Wsparcie dla naszego skoczka wyrazili jego współpracownicy z kadry, m.in. trener Thomas Thurnbichler, a także rywale z Pucharu Świata: Stefan Kraft, Halvor Egner Granerud czy Peter Prevc. - O tym, że Dawid wycofał się dowiedziałem się 15 minut przed kwalifikacjami w niedzielę. Nic nie rozumiałem jednak czułem, że dzieje się coś bardzo poważnego i są wyższe powody, aby opuścić tak szybko Norwegię. Dopiero jego wpis na Instagramie uświadomił mi powagę tej sytuacji. Mogę mieć tylko nadzieję, że wszystko zakończy się dobrze – powiedział Granerud w rozmowie z agencją prasową NTB.

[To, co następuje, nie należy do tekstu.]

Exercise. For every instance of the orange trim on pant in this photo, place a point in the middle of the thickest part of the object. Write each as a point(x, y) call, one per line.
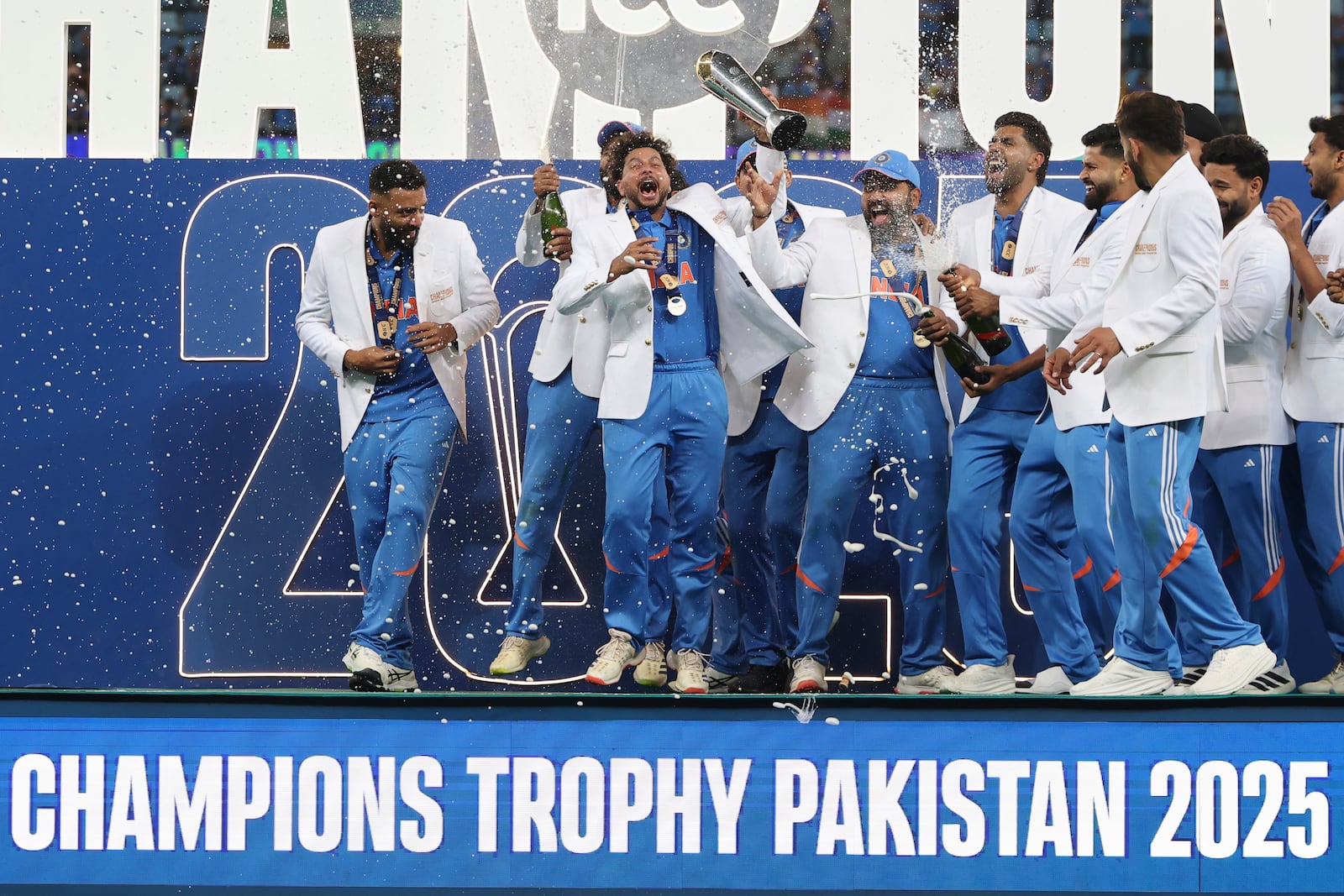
point(1273, 582)
point(808, 582)
point(1182, 553)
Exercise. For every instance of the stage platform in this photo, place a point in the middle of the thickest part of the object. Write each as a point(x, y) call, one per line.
point(261, 792)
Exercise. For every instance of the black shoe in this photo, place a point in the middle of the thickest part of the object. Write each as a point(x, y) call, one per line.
point(763, 680)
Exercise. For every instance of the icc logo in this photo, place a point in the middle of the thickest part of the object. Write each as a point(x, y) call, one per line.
point(642, 56)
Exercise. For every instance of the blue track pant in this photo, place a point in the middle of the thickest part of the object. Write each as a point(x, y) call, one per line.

Dawid Kubacki odpisał na wiadomość od Adama Małysza
O sytuacji polskiego skoczka w rozmowie z Interią wypowiedział się Adam Małysz. Prezes Polskiego Związku Narciarskiego przyznał, że napisał do skoczka sms-a, w którym zaoferował mu pomoc. - Odpisał: "Tak, oczywiście, dziękuję" - mówił Małysz.
Prezes PZN zapewnił też skoczka o wsparciu. - W tej chwili modlimy się za niego. Ma od nas gwarancję, że jeżeli będzie potrzebował z naszej strony jakiejkolwiek pomocy, to natychmiast ją otrzyma - stwierdził Małysz.